The city's French community is reacting to an attack in the French city of Nice that officials say left at least 84 people dead, including two Americans.
Police officers stood guard outside the French Consulate on the Upper East Side, where 200 people took part in Bastille Day festivities.
NY1 spoke with some French natives there.
"Everybody's very sad, everybody's shocked, but not surprised. It's a little bit deja vu all over again," said one French native. "And I think people getting use to this kind of attack."
"Nowadays, we're not surprised about anything. That's the worst of it, because we expect it at every time, everywhere," said another.
At least 84 people were killed and more than 200 people were hurt in Nice after a truck plowed through a crowd celebrating Bastille Day, according to authorities, swerving to hit as many people as possible.
A couple of dozen of the wounded are on life support. Officials said 50 total people are listed in critical condition.
The State Department said two Americans are among the dead.
Family members say Sean Copeland of Austin, Texas and his son Brodie, 11, were killed in the attack while in Nice on a family vacation.
Authorities said the truck drove more than a mile into a crowd of people watching fireworks along the waterfront.
One witness described bodies being jettisoned like bowling pins. At least ten children are among the dead.
Witness described the truck driver, Mohamed Bouhlel, then exiting the truck and opening fire at people around him.
The truck's driver was killed by police after an exchange of gunfire. Authorities the truck was loaded with arms and grenades.
Bouhlel is a 31-year-old Frenchman of Tunisian descent, and identity papers were found next to his body, according to officials.
He had some prior misdemeanors but no known links to extremist groups, according to officials.
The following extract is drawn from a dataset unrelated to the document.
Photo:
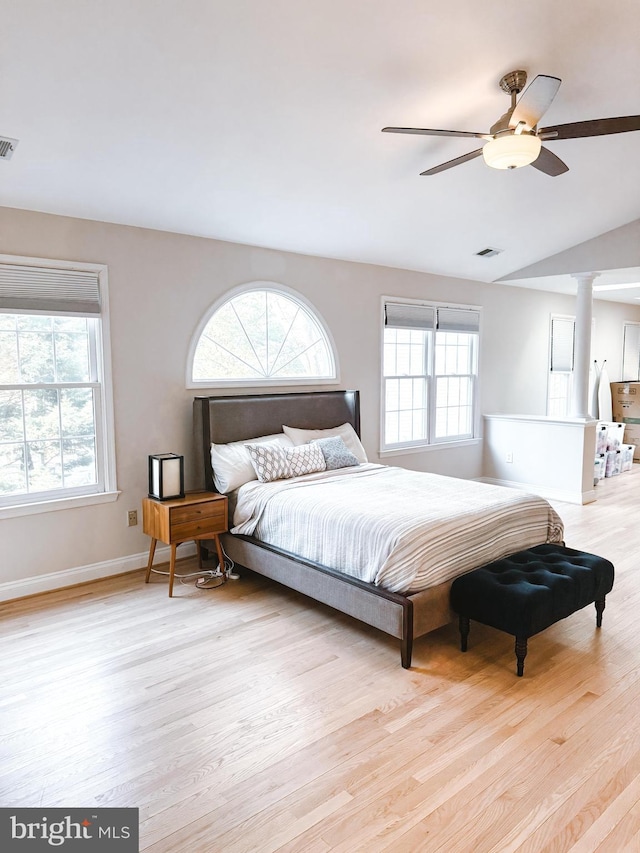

He had been living legally in Nice.
Authorities said they took into custody a woman who was divorcing Bouhlel.
The Paris prosecutor's office said it has launched a terror investigation.
President Barack Obama condemned the attack.
In a statement, he said the United States will offer any assistance it can, called the massacre a "threat to all of us," and renewed promises to go after and defeat terrorist organizations.
Mayor Bill de Blasio also spoke about the tragedy at a town hall in Brooklyn.
"There are some Bastille Day celebrations. We're going to have a presence at those. We're going to have a presence, obviously, as we always do, in the well-traveled areas of the city, Times Square and other key locations. So, NYPD is very much on alert right now."
The NYPD says there are no credible threats against the city.
Police Commissioner Bill Bratton said there are no known credible threats to the city but the NYPD is taking every precaution, such as stepping up its presence in areas like Times Square.
The department took similar precautions after the attack on police in Dallas last week.
Gov. Andrew Cuomo also responded by saying, "As the French people came together to celebrate liberty and unity on their independence day, extremists sought to undermine it with hate and intolerance. They will not succeed. New York stands united with France and all our allies in the face of terror."
Cuomo has also directed state law enforcement officials to increase security at high-profile locations across the state, like airports, bridges, tunnels, and mass transit systems.
The presidential candidates are also speaking out, with Hillary Clinton reiterating that the U.S. stands with France and that, "we will not be intimidated."
In an interview on Fox News, Donald Trump said that "this is war" and called the Islamic State militant group a "cancer," although it has not yet claimed responsibility for the attack.
French President Francois Hollande denounced what happened in Nice as a terror attack. The country has also declared three days of national mourning.
In an address to the nation, Hollande said he is extending the country's State of Emergency for another three months.
"Nothing will lead us to give into our will to fight against terrorism, and again we're going to strengthen our actions in Syria and Iraq and to continue to confront those who are attacking us on our very soil," Hollande said.
Hollande visited survivors in a hospital in Nice earlier Friday and warned of a long struggle ahead.
In November, 130 people were killed and hundreds were injured in a series of terror attacks in Paris.
A book of condolences has been opened at the French consulate in Manhattan for people to sign, and a memorial gathering has been scheduled for 2 p.m. Saturday in Washington Square Park.